Bir kahvenizi içmeye geldik sloganı ile Kuzuluk’a gelen İl Milli Eğitim Müdürü ve beraberindekiler, gerçekleştirdikleri toplantıda yaptıkları konuşmalarda aile içi iletişim, teknoloji ve madde bağımlılığı, sınav kaygısı, çocukları koruma ve kollamada velilere düşen görevler, çocuklara hayır demenin öğretilmesine kadar birçok konuda geniş bir şekilde bilgiler verdiler.
Konuşmaların tamamlanmasından sonra oynadıkları konuşulanları içeren oyun müthişti. Hele hele evin hanımı olan rehber öğretmenle onun eşini canlandıran ve benim gibi fanatik futbol tutkunu ve tatanga olan rehber öğretmenin sergilediği performansı çok beğendiğimi belirtmeliyim.
Dün geceki toplantıyı bizim Milli Eğitimcilerde izledi. İnşallah ders almışlardır diye düşünmek istiyorum. Başında MİLLİ olan iki Bakanlıktan birinin mensubu olanlar çalışkan olmalı, üretken olmalı, mesai mefhumuna takılmamalı, mensubu oldukları kutsal mesleklerini en iyi şekilde icra etmeli, dürüst olmalı, mesleklerine uygun tavır içinde olmalı, kendilerine verilen görevleri en iyi şekilde yerine getirmeli, kendilerine emanet edilen çocukları iyi yetiştirmeli, oturdukları koltukların hakkını vermeli ve son olarak da her konuda adil olmalıdırlar.
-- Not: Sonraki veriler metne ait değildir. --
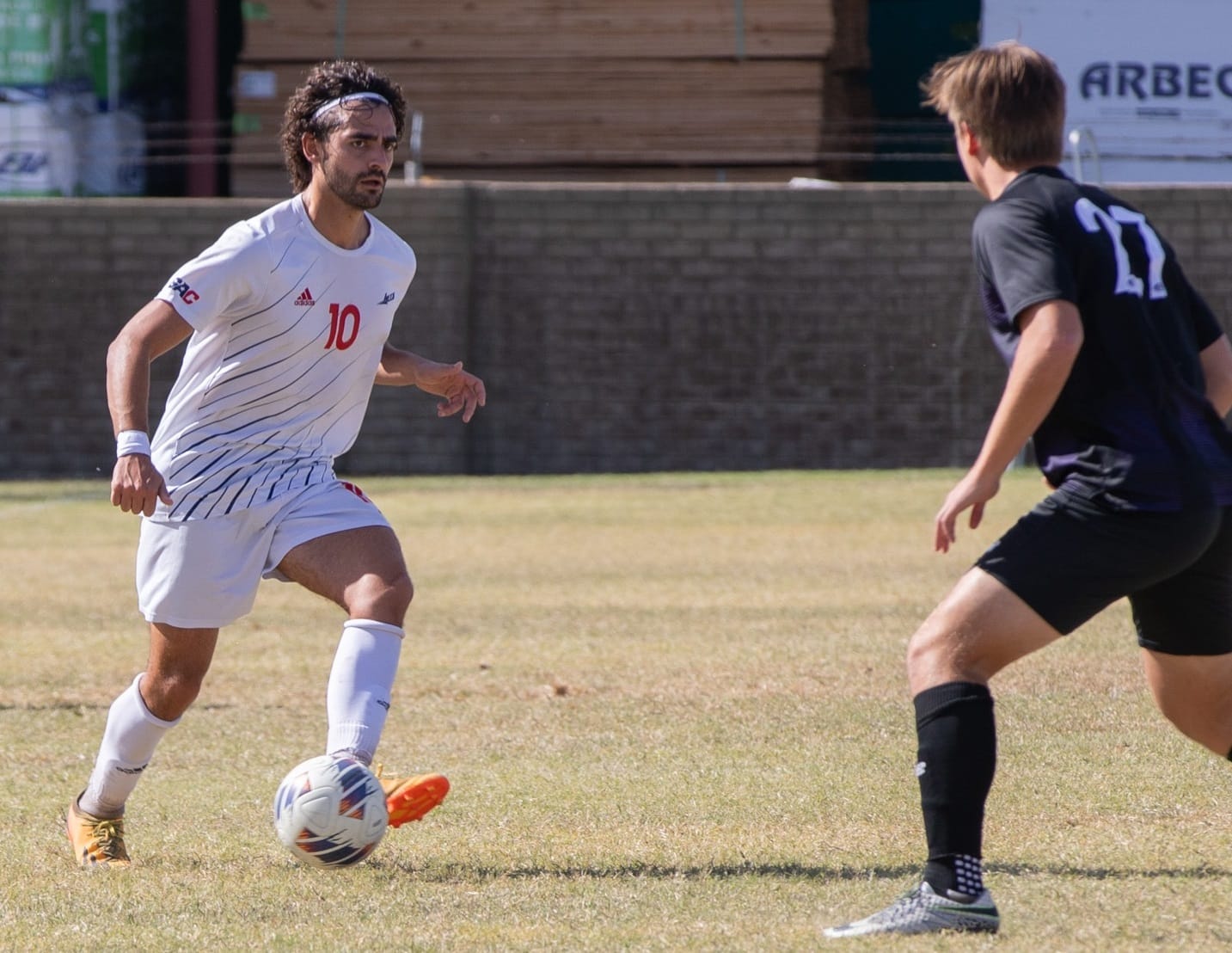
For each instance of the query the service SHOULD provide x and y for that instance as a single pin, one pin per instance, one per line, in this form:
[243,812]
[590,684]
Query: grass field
[673,710]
Bu kriterleri şunun için ortaya koydum. Ben tembel, dürüst olmayan ve yalaka insanlardan hoşlanmam. Üstlendiği görevi kötüye kullananlardan ise hiç mi hiç haz etmem. Milli değerlere saygı göstermeyenler hiç mi hiç sevmem. Ben ister kamu görevi yapsın, ister özel sektörde çalışıyor olsun herkesin yukarıda sıraladığım hususlara uyması gerektiğini düşünüyorum. Hiç kimse görevini kötüye kullanmamalı. Hele hele ayırımcılığı asla yapmamalıdır diye de uyarıda bulunmak ve toplantıda boy gösteren bizim eğitimcilerin dün akşam gördüklerinden, dinlediklerinden ve yapılanlardan feyiz aldıklarına inanmak istiyorum.
Sonuç olarak dün akşam benim için güzel bir akşam oldu. Toplantının yapılacağını bana haber veren ve öğrenci velisi olan değerli ve kadim dostum Osman Aydın hocama, programla ilgili olarak bana resim ve bilgi desteği veren sevgili kardeşim Yalçın Akaltın’a teşekkür ederek yazımı noktalamak istiyorum.